The India Model
AN ECONOMY UNSHACKLED
Although the world has just discovered it, India's economic success is far from new. After three postindependence decades of meager progress, the country's economy grew at 6 percent a year from 1980 to 2002 and at 7.5 percent a year from 2002 to 2006 -- making it one of the world's best-performing economies for a quarter century. In the past two decades, the size of the middle class has quadrupled (to almost 250 million people), and 1 percent of the country's poor have crossed the poverty line every year. At the same time, population growth has slowed from the historic rate of 2.2 percent a year to 1.7 percent today -- meaning that growth has brought large per capita income gains, from $1,178 to $3,051 (in terms of purchasing-power parity) since 1980. India is now the world's fourth-largest economy. Soon it will surpass Japan to become the third-largest.
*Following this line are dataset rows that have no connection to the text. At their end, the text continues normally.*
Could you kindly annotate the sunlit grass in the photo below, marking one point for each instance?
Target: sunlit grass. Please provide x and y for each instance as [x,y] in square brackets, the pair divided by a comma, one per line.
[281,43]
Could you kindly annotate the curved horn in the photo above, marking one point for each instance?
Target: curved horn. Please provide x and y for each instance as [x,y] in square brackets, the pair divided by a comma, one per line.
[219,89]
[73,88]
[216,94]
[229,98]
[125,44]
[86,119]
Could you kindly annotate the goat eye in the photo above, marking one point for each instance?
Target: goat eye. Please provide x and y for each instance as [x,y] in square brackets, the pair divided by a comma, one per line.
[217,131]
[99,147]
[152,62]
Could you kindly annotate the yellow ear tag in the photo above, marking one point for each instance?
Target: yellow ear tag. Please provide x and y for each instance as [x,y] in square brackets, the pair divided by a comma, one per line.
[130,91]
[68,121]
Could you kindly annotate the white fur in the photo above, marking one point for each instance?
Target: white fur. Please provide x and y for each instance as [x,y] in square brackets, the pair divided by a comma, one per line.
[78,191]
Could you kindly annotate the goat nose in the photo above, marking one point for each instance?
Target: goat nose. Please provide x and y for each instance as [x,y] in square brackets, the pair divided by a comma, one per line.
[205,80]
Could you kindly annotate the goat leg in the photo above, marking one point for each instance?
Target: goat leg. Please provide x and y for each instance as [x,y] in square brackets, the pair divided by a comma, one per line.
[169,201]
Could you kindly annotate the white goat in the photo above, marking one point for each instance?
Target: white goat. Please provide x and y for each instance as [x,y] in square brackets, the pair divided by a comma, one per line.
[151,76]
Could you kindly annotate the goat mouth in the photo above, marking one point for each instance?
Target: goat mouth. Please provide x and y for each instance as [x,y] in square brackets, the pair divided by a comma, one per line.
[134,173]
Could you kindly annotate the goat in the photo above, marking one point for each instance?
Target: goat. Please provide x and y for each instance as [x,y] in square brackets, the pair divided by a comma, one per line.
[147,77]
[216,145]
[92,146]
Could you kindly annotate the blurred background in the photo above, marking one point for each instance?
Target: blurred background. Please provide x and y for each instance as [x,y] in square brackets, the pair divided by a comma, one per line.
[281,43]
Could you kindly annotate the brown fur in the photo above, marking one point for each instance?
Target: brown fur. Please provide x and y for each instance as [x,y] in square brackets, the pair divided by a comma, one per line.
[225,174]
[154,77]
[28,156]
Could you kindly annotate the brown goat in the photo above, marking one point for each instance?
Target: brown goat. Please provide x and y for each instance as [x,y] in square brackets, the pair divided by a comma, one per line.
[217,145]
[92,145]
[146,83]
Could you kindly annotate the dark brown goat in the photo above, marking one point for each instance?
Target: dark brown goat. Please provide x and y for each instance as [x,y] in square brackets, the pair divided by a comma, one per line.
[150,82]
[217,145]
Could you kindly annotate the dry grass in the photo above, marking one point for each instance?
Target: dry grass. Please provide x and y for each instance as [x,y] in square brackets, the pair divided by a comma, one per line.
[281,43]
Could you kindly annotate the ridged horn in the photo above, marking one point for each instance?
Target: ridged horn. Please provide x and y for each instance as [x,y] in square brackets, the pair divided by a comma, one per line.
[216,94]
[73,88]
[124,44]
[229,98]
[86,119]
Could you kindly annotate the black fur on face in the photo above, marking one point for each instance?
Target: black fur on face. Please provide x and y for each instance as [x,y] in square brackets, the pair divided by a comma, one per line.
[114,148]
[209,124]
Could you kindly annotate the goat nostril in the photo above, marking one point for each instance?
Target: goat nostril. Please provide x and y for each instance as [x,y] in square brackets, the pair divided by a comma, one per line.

The notable thing about India's rise is not that it is new, but that its path has been unique. Rather than adopting the classic Asian strategy -- exporting labor-intensive, low-priced manufactured goods to the West -- India has relied on its domestic market more than exports, consumption more than investment, services more than industry, and high-tech more than low-skilled manufacturing. This approach has meant that the Indian economy has been mostly insulated from global downturns, showing a degree of stability that is as impressive as the rate of its expansion. The consumption-driven model is also more people-friendly than other development strategies. As a result, inequality has increased much less in India than in other developing nations. (Its Gini index, a measure of income inequality on a scale of zero to 100, is 33, compared to 41 for the United States, 45 for China, and 59 for Brazil.) Moreover, 30 to 40 percent of GDP growth is due to rising productivity -- a true sign of an economy's health and progress -- rather than to increases in the amount of capital or labor.